The following table shows the key differences between JSON and JSONB types in PostgreSQL.
| Type | JSON | JSONB |
|---|---|---|
| Storage | Textual representation (verbatim) | Binary storage format |
| Size | Typically larger because it retains the whitespace in JSON data | Typically smaller |
| Indexing | Full-text search indexes | Binary indexes |
| Performance | Slightly slower | Generally faster |
| Query performance | Slower due to parsing | Faster due to binary storage |
| Parsing | Parse each time | Parse once, store in binary format |
| Data manipulation | Simple and easy | More complex |
| Ordering of keys | Preserved | Not preserved |
| Duplicate keys | Allow duplicate key, the last value is retained | Do not allow duplicate keys. |
| Use cases | Storing configuration data, log data, simple JSON documents | Storing JSON documents where fast querying and indexing are required |
[!TIP] In practice, you should use
JSONBto store JSON data unless you have specialized requirements such as retaining the ordering of keys in the JSON documents.
Before we continue
Our current database model university has no JSON or JSONB column in any of the tables, so we need to ALTER one of the tables to make sure we can store JSON in it. We are going to alter the courses table. More on altering tables in another workshop.

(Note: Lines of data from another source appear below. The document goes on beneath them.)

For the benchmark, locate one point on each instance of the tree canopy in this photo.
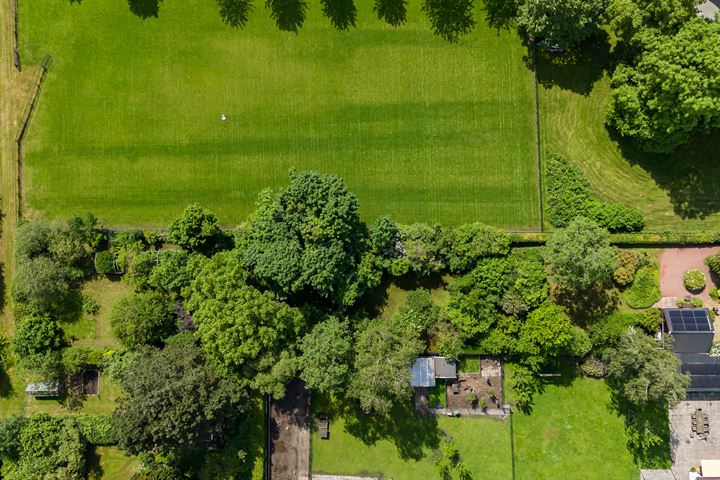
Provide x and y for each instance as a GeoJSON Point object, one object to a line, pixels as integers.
{"type": "Point", "coordinates": [172, 400]}
{"type": "Point", "coordinates": [564, 23]}
{"type": "Point", "coordinates": [580, 255]}
{"type": "Point", "coordinates": [674, 90]}
{"type": "Point", "coordinates": [307, 239]}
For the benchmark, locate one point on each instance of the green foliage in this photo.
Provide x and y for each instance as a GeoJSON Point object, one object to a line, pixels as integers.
{"type": "Point", "coordinates": [694, 280]}
{"type": "Point", "coordinates": [419, 313]}
{"type": "Point", "coordinates": [307, 239]}
{"type": "Point", "coordinates": [565, 23]}
{"type": "Point", "coordinates": [637, 21]}
{"type": "Point", "coordinates": [105, 262]}
{"type": "Point", "coordinates": [449, 19]}
{"type": "Point", "coordinates": [325, 359]}
{"type": "Point", "coordinates": [644, 291]}
{"type": "Point", "coordinates": [144, 318]}
{"type": "Point", "coordinates": [580, 256]}
{"type": "Point", "coordinates": [568, 195]}
{"type": "Point", "coordinates": [424, 248]}
{"type": "Point", "coordinates": [713, 263]}
{"type": "Point", "coordinates": [36, 334]}
{"type": "Point", "coordinates": [548, 333]}
{"type": "Point", "coordinates": [195, 230]}
{"type": "Point", "coordinates": [672, 92]}
{"type": "Point", "coordinates": [50, 447]}
{"type": "Point", "coordinates": [377, 385]}
{"type": "Point", "coordinates": [242, 330]}
{"type": "Point", "coordinates": [394, 12]}
{"type": "Point", "coordinates": [173, 400]}
{"type": "Point", "coordinates": [98, 429]}
{"type": "Point", "coordinates": [473, 241]}
{"type": "Point", "coordinates": [642, 373]}
{"type": "Point", "coordinates": [10, 429]}
{"type": "Point", "coordinates": [626, 264]}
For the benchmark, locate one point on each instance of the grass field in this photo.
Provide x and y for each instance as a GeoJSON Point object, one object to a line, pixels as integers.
{"type": "Point", "coordinates": [129, 121]}
{"type": "Point", "coordinates": [674, 192]}
{"type": "Point", "coordinates": [572, 432]}
{"type": "Point", "coordinates": [402, 448]}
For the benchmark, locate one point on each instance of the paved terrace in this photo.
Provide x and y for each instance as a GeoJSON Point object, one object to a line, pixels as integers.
{"type": "Point", "coordinates": [687, 450]}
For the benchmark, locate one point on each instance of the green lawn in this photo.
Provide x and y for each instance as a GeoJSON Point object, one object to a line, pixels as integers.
{"type": "Point", "coordinates": [402, 448]}
{"type": "Point", "coordinates": [572, 432]}
{"type": "Point", "coordinates": [674, 192]}
{"type": "Point", "coordinates": [129, 126]}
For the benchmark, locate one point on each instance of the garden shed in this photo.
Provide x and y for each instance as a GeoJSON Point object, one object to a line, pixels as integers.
{"type": "Point", "coordinates": [49, 389]}
{"type": "Point", "coordinates": [691, 328]}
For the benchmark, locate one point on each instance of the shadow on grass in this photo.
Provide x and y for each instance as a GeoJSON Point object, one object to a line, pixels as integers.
{"type": "Point", "coordinates": [144, 8]}
{"type": "Point", "coordinates": [687, 175]}
{"type": "Point", "coordinates": [647, 430]}
{"type": "Point", "coordinates": [576, 70]}
{"type": "Point", "coordinates": [411, 433]}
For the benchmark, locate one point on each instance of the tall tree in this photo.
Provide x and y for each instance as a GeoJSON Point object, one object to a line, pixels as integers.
{"type": "Point", "coordinates": [307, 239]}
{"type": "Point", "coordinates": [326, 354]}
{"type": "Point", "coordinates": [172, 400]}
{"type": "Point", "coordinates": [673, 92]}
{"type": "Point", "coordinates": [580, 255]}
{"type": "Point", "coordinates": [560, 22]}
{"type": "Point", "coordinates": [384, 350]}
{"type": "Point", "coordinates": [289, 15]}
{"type": "Point", "coordinates": [195, 230]}
{"type": "Point", "coordinates": [394, 12]}
{"type": "Point", "coordinates": [645, 374]}
{"type": "Point", "coordinates": [450, 19]}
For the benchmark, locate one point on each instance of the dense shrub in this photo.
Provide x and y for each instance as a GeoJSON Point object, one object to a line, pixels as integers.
{"type": "Point", "coordinates": [626, 264]}
{"type": "Point", "coordinates": [694, 280]}
{"type": "Point", "coordinates": [568, 195]}
{"type": "Point", "coordinates": [143, 319]}
{"type": "Point", "coordinates": [98, 429]}
{"type": "Point", "coordinates": [36, 334]}
{"type": "Point", "coordinates": [645, 289]}
{"type": "Point", "coordinates": [567, 191]}
{"type": "Point", "coordinates": [713, 262]}
{"type": "Point", "coordinates": [615, 217]}
{"type": "Point", "coordinates": [105, 262]}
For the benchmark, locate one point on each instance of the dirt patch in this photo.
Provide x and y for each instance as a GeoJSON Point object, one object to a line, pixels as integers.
{"type": "Point", "coordinates": [474, 387]}
{"type": "Point", "coordinates": [290, 434]}
{"type": "Point", "coordinates": [674, 262]}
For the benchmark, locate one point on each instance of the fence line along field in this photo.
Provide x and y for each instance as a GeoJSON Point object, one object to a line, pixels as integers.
{"type": "Point", "coordinates": [129, 124]}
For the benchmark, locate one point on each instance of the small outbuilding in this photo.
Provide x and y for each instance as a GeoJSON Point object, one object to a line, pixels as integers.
{"type": "Point", "coordinates": [49, 389]}
{"type": "Point", "coordinates": [691, 329]}
{"type": "Point", "coordinates": [426, 370]}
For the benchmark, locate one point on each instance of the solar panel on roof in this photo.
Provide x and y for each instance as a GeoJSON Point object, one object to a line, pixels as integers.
{"type": "Point", "coordinates": [689, 320]}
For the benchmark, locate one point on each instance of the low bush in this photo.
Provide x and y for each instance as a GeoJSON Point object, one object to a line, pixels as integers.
{"type": "Point", "coordinates": [645, 289]}
{"type": "Point", "coordinates": [104, 262]}
{"type": "Point", "coordinates": [626, 262]}
{"type": "Point", "coordinates": [98, 429]}
{"type": "Point", "coordinates": [694, 280]}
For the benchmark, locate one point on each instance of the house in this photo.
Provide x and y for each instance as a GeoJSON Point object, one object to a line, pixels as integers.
{"type": "Point", "coordinates": [426, 370]}
{"type": "Point", "coordinates": [692, 331]}
{"type": "Point", "coordinates": [49, 389]}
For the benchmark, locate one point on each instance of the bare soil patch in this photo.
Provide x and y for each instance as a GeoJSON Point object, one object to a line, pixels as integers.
{"type": "Point", "coordinates": [473, 387]}
{"type": "Point", "coordinates": [290, 434]}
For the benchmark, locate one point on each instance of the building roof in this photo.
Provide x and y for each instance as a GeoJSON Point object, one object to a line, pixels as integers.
{"type": "Point", "coordinates": [444, 368]}
{"type": "Point", "coordinates": [688, 320]}
{"type": "Point", "coordinates": [704, 371]}
{"type": "Point", "coordinates": [422, 373]}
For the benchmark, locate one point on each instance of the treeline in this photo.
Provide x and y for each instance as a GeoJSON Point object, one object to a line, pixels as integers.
{"type": "Point", "coordinates": [217, 317]}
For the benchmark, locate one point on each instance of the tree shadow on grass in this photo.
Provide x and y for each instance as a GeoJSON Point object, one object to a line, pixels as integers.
{"type": "Point", "coordinates": [647, 430]}
{"type": "Point", "coordinates": [576, 70]}
{"type": "Point", "coordinates": [687, 175]}
{"type": "Point", "coordinates": [144, 8]}
{"type": "Point", "coordinates": [413, 434]}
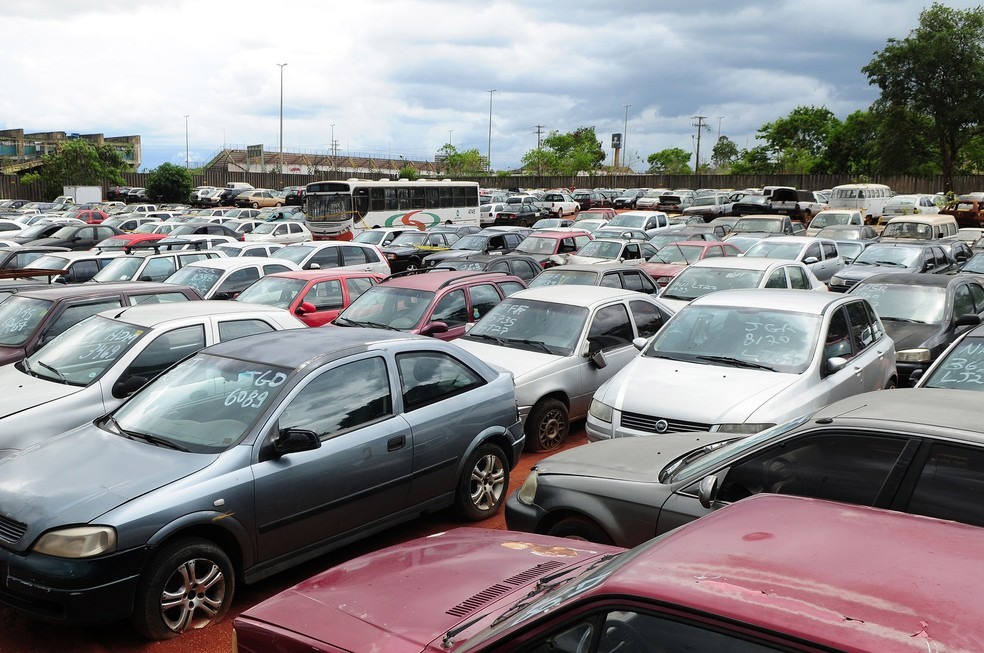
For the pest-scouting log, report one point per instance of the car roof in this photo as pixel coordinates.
(845, 576)
(778, 299)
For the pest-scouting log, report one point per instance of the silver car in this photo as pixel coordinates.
(92, 367)
(249, 457)
(561, 343)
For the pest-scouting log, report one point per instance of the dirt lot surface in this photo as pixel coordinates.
(20, 634)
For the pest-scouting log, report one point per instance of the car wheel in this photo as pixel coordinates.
(483, 484)
(546, 425)
(189, 584)
(580, 528)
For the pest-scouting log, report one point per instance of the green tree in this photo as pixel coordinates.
(461, 164)
(78, 162)
(566, 154)
(936, 72)
(671, 161)
(169, 183)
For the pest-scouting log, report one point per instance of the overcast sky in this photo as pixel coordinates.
(404, 77)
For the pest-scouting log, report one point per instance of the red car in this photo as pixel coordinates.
(673, 258)
(765, 574)
(316, 297)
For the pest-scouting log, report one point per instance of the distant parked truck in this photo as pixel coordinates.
(82, 194)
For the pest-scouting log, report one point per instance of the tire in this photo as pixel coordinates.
(547, 425)
(189, 584)
(580, 528)
(483, 484)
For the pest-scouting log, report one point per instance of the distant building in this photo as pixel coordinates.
(20, 152)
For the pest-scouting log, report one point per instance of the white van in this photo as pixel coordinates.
(869, 199)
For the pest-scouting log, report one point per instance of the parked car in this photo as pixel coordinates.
(439, 303)
(812, 575)
(272, 417)
(327, 254)
(224, 278)
(918, 256)
(561, 343)
(316, 297)
(923, 313)
(712, 274)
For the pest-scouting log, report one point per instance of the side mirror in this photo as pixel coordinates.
(127, 386)
(296, 440)
(707, 491)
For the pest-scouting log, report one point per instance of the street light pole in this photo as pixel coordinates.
(281, 117)
(489, 156)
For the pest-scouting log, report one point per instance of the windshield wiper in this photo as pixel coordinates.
(61, 377)
(736, 362)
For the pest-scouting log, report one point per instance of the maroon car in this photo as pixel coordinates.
(768, 573)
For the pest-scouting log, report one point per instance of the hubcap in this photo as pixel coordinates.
(193, 595)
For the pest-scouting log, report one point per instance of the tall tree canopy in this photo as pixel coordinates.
(936, 72)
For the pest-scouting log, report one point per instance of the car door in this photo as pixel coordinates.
(361, 472)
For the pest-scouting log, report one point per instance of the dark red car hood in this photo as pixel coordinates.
(408, 596)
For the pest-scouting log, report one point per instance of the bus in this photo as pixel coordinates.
(869, 199)
(339, 210)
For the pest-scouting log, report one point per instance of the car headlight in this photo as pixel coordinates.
(744, 428)
(77, 542)
(527, 491)
(913, 356)
(601, 412)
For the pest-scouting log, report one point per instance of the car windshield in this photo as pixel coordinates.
(120, 269)
(781, 341)
(758, 225)
(677, 254)
(601, 249)
(697, 281)
(532, 325)
(272, 291)
(81, 355)
(768, 248)
(897, 257)
(826, 219)
(387, 307)
(905, 303)
(205, 404)
(202, 279)
(19, 317)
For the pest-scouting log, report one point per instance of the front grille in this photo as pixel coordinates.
(11, 531)
(647, 423)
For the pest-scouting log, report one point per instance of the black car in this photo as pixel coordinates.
(923, 313)
(407, 251)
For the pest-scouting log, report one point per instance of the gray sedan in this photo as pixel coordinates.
(249, 457)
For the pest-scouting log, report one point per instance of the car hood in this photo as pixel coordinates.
(636, 460)
(404, 597)
(87, 460)
(731, 394)
(22, 391)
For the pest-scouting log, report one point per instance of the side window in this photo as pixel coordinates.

ALTER TABLE courses ADD COLUMN course_details JSONB;
Now the table has a JSONB field we can query on via the JSON functions in PostgreSQL. Let’s add some data so we can grab information via the examples:
UPDATE courses
SET course_details = '{
"prerequisites": ["Mathematics 101", "Introduction to Programming"],
"textbooks": [
{"title": "Database Systems", "author": "Elmasri & Navathe"},
{"title": "PostgreSQL for Professionals", "author": "Christophe Pettus"}
],
"learning_objectives": [
"Understand database normalization",
"Master SQL queries",
"Optimize database performance"
]
}'
WHERE name = 'Advanced SQL';
Extracting JSON functions
Because JSON is a format on it’s own, we need to do use specific functions inside a SELECT query to grab information from the JSON field. The -> operator extracts a JSON object or array, so we can use it inside the query. The -> operator is used to extract a JSON object or array, keeping the data in its JSON format.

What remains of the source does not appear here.